This project is read-only.

URL Argument Parsing Failing on encoded '&' -- %26 or &

Jul 28, 2009 at 7:53 PM

In HttpHelper.cs : 103, the IsAmp function is used to determine when a new URL argument is starting and the current one should simply be added to the collection.

There are two special checks for encoded '&' characters (URL Encoded=%26 and HTML Encoded=&) that advance the string index automatically. While I don't quite fully understand why these checks are necessary, I do know that they currently cause the IsAmp function to return true and therefore that they are the start of a new argument (this is certainly not the case for %26, & is debatable, although I don't necessary agree with that special case).

Here is the new and improved IsAmp function (which I will submit as a patch) which simply adds 'return false;' to the code blocks that run within he two special case 'if' statements.

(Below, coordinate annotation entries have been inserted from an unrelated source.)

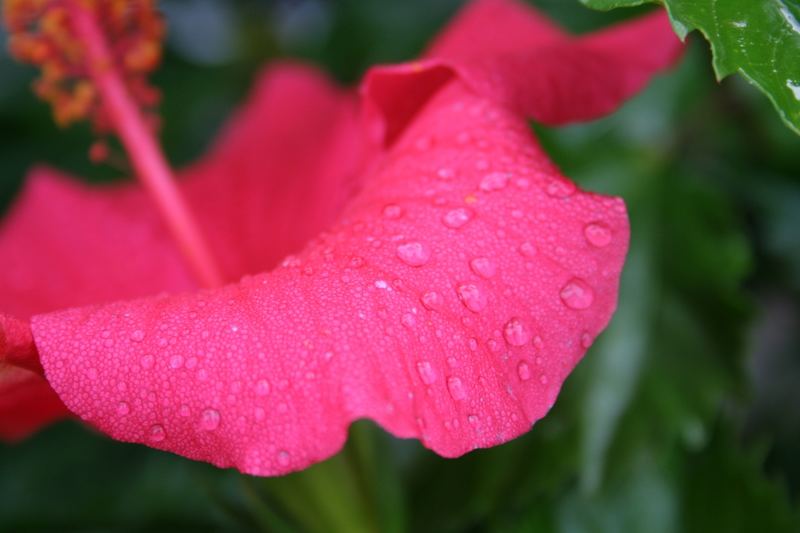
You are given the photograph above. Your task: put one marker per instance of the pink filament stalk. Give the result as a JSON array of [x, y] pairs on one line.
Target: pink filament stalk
[[146, 156]]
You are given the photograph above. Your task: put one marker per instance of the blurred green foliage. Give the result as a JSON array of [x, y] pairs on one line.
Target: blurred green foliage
[[683, 416], [759, 39]]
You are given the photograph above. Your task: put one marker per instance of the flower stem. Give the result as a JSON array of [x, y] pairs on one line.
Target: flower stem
[[146, 156]]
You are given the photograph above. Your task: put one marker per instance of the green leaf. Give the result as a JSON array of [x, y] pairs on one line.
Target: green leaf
[[758, 38]]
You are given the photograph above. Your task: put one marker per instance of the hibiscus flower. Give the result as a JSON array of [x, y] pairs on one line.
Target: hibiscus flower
[[405, 253]]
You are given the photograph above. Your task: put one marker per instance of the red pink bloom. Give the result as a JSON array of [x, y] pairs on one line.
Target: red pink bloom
[[406, 254]]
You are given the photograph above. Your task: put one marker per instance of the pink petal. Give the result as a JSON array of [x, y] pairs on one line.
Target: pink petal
[[279, 174], [382, 316], [26, 399], [506, 51], [26, 403]]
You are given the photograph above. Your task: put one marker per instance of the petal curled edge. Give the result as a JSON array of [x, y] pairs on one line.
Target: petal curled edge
[[506, 51], [448, 302], [26, 400]]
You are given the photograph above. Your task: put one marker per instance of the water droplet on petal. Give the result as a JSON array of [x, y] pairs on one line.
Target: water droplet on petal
[[392, 211], [262, 387], [527, 249], [586, 340], [516, 332], [472, 297], [408, 320], [597, 234], [576, 294], [209, 419], [456, 218], [426, 372], [456, 388], [560, 188], [445, 173], [483, 266], [283, 458], [494, 181], [523, 371], [432, 300], [413, 254], [157, 433]]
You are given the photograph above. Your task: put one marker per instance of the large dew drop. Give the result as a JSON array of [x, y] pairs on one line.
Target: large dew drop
[[576, 294], [456, 388], [426, 372], [516, 332], [484, 267], [472, 297]]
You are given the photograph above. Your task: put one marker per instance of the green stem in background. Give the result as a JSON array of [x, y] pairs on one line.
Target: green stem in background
[[354, 491], [145, 154]]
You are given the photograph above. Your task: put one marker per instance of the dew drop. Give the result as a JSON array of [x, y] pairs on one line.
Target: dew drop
[[283, 458], [147, 361], [527, 249], [432, 300], [456, 218], [560, 188], [262, 387], [586, 340], [123, 408], [597, 234], [426, 372], [456, 388], [413, 254], [445, 173], [494, 181], [523, 371], [157, 433], [576, 294], [472, 297], [209, 419], [516, 332], [392, 211], [483, 266]]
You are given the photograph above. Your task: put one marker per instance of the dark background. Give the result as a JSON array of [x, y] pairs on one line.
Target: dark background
[[685, 414]]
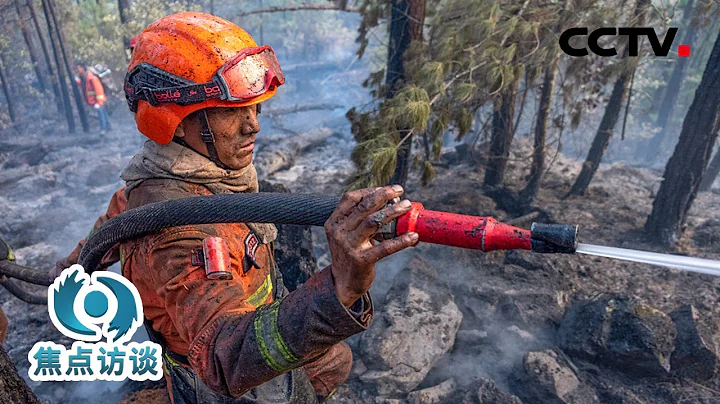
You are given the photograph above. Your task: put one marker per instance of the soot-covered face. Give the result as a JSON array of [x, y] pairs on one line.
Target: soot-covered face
[[234, 130]]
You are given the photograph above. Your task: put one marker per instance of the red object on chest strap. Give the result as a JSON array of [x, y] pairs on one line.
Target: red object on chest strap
[[217, 258]]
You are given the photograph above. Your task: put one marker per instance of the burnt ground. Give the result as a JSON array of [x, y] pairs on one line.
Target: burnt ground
[[500, 293], [512, 303]]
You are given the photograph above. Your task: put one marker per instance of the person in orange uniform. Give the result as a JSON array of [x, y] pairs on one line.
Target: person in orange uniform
[[195, 83], [94, 93]]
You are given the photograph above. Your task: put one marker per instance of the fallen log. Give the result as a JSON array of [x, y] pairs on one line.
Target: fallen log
[[300, 108], [281, 155]]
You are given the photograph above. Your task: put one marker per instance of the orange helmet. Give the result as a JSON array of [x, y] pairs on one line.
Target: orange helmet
[[186, 62]]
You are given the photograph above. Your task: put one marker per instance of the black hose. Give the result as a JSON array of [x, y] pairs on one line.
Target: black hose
[[16, 289], [30, 275], [263, 207]]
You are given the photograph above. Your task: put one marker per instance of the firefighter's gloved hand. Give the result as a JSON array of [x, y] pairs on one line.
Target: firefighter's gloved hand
[[350, 229]]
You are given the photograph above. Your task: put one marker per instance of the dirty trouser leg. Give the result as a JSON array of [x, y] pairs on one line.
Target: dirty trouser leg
[[331, 370], [3, 326]]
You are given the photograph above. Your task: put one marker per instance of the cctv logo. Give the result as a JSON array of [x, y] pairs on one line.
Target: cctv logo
[[87, 308], [659, 48]]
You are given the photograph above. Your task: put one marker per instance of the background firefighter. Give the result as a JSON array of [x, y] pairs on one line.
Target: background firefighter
[[94, 93], [244, 337]]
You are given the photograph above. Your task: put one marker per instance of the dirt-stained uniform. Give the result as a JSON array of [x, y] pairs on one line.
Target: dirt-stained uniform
[[230, 335]]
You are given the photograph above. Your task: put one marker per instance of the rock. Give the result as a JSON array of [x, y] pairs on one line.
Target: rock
[[383, 400], [471, 337], [547, 378], [433, 395], [708, 234], [31, 156], [489, 393], [621, 333], [520, 335], [416, 329], [358, 367], [695, 356]]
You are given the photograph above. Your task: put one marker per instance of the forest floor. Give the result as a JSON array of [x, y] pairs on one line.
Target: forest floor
[[53, 186]]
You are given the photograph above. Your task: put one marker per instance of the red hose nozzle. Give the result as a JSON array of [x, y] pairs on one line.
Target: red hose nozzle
[[484, 233]]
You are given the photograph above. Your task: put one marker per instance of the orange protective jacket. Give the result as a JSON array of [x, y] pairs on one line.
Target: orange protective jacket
[[234, 333], [94, 91]]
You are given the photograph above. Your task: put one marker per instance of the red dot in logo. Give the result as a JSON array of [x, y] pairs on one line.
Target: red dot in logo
[[684, 51]]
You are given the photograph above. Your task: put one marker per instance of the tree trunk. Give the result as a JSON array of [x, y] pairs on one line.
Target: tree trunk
[[79, 98], [61, 76], [13, 388], [406, 25], [673, 88], [6, 91], [501, 137], [685, 168], [124, 11], [612, 113], [46, 55], [711, 173], [31, 50], [538, 164]]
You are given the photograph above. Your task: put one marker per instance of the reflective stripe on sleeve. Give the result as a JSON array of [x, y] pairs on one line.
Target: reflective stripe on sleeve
[[270, 343]]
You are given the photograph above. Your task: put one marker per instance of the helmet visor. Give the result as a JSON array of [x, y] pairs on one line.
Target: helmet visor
[[251, 73]]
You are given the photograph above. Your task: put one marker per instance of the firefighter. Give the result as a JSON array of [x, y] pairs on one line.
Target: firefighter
[[94, 92], [195, 83]]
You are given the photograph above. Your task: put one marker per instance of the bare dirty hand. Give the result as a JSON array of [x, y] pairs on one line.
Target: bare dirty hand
[[350, 230]]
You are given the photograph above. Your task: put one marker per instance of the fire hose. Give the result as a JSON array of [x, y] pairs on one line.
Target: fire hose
[[474, 232]]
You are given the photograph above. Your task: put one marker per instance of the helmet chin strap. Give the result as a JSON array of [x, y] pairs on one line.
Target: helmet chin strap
[[208, 138]]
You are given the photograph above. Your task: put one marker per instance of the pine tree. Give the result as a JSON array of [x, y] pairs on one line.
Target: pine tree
[[685, 168]]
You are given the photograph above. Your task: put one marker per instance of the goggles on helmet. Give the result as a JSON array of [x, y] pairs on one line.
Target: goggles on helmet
[[250, 73]]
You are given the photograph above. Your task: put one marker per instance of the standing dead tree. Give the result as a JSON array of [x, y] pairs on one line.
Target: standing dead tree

        private static bool IsAmp(string queryStr, ref int index, out int outIndex)
        {
            outIndex = index;
            if (queryStr[index] == '%' && queryStr.Length > index + 2 && queryStr[index + 1] == '2' &&
                queryStr[index + 2] == '6')
            {
                outIndex += 2;
                return false;
            }
            else if (queryStr[index] == '&')
            {
                if (queryStr.Length > index + 4
                    && (queryStr[index + 1] == 'a' || queryStr[index + 1] == 'A')
                    && (queryStr[index + 2] == 'm' || queryStr[index + 2] == 'M')
                    && (queryStr[index + 3] == 'p' || queryStr[index + 3] == 'P')
                    && queryStr[index + 4] == ';')
                {
                    outIndex += 4;
                    return false;
                }
            }
            else
                return false;

            return true;
        }
Does anyone not agree with this change? As it curently is (only one return false; after that lone else), I can't see how someone could ever provide '&' as a part of a URL argument value.
Aug 10, 2009 at 10:50 AM

Can you provide a testcase when this change is needed? As I see it, it would break the url decoding 

Aug 10, 2009 at 6:53 PM

I wasn't really sure the use case for the & check (I assumed you wanted to handle the case where someone HTML encoded it instead).. so I'll focus on the %26 case.

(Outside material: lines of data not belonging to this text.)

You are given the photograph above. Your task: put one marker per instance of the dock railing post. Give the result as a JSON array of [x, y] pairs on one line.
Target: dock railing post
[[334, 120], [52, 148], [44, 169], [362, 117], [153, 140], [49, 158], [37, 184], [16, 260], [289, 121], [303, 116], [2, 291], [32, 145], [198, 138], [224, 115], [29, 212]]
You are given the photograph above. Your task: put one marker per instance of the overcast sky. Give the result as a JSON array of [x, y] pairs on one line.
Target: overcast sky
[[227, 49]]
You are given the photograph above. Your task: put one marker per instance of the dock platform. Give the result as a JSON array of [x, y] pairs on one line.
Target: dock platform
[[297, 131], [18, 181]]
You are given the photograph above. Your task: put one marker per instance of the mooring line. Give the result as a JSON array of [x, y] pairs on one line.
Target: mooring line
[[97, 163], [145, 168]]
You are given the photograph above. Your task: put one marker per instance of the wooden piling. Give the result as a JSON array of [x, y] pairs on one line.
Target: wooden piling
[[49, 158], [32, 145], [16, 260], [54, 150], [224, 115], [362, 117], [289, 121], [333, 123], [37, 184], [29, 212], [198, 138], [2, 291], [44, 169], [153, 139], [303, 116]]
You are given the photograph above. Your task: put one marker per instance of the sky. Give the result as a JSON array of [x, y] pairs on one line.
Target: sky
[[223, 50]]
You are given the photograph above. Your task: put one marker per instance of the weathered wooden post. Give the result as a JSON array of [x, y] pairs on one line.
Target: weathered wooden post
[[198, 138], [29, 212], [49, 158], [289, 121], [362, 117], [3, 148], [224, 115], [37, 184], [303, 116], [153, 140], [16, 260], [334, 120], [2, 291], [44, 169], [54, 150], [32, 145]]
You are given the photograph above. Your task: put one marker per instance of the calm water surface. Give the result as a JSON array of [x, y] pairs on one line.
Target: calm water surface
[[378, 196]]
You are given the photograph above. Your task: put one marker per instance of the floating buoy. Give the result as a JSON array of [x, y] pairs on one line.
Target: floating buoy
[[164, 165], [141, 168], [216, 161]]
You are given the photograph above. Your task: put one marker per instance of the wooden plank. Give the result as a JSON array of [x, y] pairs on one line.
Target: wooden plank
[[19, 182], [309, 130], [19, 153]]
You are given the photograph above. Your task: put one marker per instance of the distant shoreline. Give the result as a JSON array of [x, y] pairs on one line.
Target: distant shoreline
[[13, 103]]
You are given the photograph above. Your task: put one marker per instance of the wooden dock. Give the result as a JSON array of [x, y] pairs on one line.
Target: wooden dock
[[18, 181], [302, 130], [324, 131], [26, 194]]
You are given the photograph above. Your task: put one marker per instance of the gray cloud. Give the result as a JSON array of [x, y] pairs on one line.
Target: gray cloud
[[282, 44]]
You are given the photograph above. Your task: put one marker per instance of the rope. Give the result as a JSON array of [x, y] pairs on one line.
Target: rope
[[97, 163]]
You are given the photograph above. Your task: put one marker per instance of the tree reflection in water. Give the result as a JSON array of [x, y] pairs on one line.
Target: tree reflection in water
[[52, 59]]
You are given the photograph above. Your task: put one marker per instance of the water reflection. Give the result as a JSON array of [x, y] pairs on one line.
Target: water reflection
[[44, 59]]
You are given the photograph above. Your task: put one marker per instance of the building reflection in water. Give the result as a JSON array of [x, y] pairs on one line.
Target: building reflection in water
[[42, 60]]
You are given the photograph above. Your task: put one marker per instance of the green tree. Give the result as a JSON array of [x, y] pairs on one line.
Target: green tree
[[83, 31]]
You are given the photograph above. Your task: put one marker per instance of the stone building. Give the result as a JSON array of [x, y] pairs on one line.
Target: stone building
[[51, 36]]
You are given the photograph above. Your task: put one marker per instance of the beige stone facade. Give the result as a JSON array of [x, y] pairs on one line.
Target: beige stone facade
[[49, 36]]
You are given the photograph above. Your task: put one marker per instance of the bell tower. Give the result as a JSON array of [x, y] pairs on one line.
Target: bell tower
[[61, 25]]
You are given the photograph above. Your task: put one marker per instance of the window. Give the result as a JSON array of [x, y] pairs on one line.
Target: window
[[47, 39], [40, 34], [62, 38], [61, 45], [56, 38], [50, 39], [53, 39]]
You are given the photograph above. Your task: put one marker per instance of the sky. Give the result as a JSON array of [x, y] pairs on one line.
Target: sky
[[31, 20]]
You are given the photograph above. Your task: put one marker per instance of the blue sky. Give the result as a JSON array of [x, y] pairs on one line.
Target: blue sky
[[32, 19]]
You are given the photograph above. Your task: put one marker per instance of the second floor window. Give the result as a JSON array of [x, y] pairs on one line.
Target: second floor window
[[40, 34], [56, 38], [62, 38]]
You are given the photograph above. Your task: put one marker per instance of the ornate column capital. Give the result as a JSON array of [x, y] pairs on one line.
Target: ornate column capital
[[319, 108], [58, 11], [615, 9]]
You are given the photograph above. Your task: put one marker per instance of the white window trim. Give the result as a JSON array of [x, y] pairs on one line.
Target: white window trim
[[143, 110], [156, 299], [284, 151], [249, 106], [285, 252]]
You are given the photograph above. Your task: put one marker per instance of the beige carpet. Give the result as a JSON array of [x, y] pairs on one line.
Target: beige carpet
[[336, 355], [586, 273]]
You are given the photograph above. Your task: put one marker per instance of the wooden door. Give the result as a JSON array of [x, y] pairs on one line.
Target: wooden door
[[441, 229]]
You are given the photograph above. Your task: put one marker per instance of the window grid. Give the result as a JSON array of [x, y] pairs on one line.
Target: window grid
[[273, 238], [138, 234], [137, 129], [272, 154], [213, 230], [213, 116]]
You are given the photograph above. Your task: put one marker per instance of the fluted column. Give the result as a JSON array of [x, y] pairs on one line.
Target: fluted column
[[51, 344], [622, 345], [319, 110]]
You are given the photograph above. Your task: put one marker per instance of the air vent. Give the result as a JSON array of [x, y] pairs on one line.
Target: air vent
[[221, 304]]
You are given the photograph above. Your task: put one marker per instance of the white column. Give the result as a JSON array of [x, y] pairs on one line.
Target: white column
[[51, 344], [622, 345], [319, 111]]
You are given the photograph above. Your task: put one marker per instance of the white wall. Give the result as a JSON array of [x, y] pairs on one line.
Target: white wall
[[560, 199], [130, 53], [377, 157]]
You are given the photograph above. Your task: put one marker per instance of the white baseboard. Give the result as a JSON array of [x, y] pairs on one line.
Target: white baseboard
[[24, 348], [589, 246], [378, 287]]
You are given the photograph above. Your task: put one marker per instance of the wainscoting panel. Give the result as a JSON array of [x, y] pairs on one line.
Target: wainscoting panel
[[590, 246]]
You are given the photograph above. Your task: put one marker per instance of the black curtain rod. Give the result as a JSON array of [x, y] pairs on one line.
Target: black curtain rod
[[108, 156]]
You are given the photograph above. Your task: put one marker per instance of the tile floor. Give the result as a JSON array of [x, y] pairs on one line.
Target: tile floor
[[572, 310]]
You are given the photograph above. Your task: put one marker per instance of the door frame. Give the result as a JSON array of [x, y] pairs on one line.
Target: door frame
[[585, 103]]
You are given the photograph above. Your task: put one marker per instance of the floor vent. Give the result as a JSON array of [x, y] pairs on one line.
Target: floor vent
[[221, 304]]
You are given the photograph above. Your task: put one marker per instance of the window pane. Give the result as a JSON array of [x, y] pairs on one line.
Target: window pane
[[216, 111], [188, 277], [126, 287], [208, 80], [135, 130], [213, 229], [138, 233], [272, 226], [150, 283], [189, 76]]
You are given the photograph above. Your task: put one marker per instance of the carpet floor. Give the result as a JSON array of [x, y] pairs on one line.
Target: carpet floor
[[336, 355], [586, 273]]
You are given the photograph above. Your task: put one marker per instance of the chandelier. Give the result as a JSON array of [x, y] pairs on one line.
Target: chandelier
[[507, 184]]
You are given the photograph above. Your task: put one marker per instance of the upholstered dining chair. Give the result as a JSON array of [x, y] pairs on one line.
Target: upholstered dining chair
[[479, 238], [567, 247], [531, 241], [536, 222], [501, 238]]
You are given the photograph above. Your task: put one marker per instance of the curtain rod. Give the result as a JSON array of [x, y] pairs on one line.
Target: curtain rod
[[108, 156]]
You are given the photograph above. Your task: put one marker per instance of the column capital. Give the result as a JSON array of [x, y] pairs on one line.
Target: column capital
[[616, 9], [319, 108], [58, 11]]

FYI: I am able to reproduce this even on today's latest source (25767).

I loaded up the trunk solution and ran Tutorial1 with a small modification to the /hello response logic:

            if (request.Uri.AbsolutePath == "/hello")
            {
                System.Text.StringBuilder sb = new System.Text.StringBuilder();
                sb.AppendLine("Hello to you too!<br/><br/>");

                sb.AppendLine("Params:<br/>");
                foreach (HttpInputItem param in request.Param)
                    sb.AppendLine(param.ToString() + "<br/>");

                context.Respond(sb.ToString());
            }

For the following URL you would expect to see    testparam = here&there    printed out (because that is the output format of the ToString() method on HttoInputItem) but that is not what happens.

http://localhost:8081/hello?testparam=here%26there

Here is the actual output:

Hello to you too!

Params:
testparam = here
= there

The parsing code (as it) treats the encoded & (%26) as an actual & and therefore starts parsing a new parameter (which results in the broken testparam parameter and the blank name for the there value).

The code change I made above was simply to returns false; after the %26 and &amp; checks (meaning this character (and those I'm advancing in outIndex are not specifying the start of a new parameter).

I hope this helps.